I've got this plastic ice mold that is the perfect size for a couple of hollow, half skulls for a project. I was thinking about pressing either paper mache or paper clay into it to make the skull shells. The detail needs to be on the outside of the shells.

I've never done any "inside out", or molded paper mache and I'm not sure what to use for a mold release.


----------



## krough (Oct 7, 2004)

Floor wax, PAM cooking spray, or a light coating of vaseline will work. I would use cooking spray.


----------



## RoxyBlue (Oct 6, 2008)

You might be interested in Jaybo's thread on casting papier mache items here:

http://www.hauntforum.com/showthread.php?t=27135


----------



## goneferal (Sep 8, 2010)

WD 40 works great for me, even with the most detailed stuff.


----------



## Jaybo (Mar 2, 2009)

Probably nothing.

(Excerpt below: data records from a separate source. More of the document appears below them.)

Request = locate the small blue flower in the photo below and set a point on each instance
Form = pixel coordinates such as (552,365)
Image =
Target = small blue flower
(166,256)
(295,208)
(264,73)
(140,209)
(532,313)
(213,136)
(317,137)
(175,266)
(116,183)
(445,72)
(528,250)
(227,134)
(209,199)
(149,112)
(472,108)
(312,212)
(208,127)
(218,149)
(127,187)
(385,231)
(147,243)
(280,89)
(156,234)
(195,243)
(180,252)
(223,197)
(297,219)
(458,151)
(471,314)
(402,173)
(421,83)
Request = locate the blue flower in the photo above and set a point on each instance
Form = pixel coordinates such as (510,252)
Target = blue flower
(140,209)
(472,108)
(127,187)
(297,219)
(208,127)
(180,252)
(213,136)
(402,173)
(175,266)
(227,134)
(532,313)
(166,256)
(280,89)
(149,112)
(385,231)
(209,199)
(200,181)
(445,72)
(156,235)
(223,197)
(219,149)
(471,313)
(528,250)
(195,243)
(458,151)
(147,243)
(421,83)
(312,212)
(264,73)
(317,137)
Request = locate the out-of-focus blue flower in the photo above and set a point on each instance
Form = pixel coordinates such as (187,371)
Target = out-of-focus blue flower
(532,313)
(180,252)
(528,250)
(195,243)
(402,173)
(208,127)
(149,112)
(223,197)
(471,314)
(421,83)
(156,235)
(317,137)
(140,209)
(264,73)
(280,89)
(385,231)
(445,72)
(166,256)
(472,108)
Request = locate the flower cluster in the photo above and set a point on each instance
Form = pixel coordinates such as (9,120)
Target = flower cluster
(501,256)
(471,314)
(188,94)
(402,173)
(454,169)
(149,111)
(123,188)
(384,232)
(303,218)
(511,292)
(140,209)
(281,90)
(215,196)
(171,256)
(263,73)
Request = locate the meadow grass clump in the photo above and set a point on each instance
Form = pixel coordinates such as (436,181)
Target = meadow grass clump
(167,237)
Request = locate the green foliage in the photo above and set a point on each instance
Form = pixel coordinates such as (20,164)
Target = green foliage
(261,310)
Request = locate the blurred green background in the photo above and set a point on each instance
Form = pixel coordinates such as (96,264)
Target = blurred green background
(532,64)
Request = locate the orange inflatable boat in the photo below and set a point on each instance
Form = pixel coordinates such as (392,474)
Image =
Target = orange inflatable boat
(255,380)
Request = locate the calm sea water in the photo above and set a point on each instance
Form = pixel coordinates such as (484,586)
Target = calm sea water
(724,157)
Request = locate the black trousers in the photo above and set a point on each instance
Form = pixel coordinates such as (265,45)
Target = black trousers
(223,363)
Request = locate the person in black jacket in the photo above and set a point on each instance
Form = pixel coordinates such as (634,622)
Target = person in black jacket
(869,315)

On my plastic molds, the PM clay doesn't stick at all. I just flex the mold and it pops right out. But, if you are nervous, all of the suggestions above work fine.


----------



## Jaybo (Mar 2, 2009)

Another side note. If you read my thread about casting mache, be careful if you decide to use the microwave to dry your piece. That mold you have looks like very thin plastic. That type of plastic will melt. If you use a thin layer of mache clay, it will dry enough to be demolded in about a day.


----------



## ouizul1 (May 22, 2010)

Woohoo!! Thanks for all the good responses! 

I read your thread about casting paper mache, Jaybo...that was great. Wonder why it didn't show up on my search of the Forums? Oh well, got it now. Thanks.

I think I'm going to start with no release agent because I do have to paint and water-proof these things. No gunk will make that process easier to deal with. Then if necessary I'll try krough's idea for vaseline because I think I can control it better...then try the oils. Heck, I'll probably try them all before it's over. 

Thanks again! Can't to get started now.
...wonder if I can go home early. ...oh, I think I'm getting sick...yeah, that's it.


----------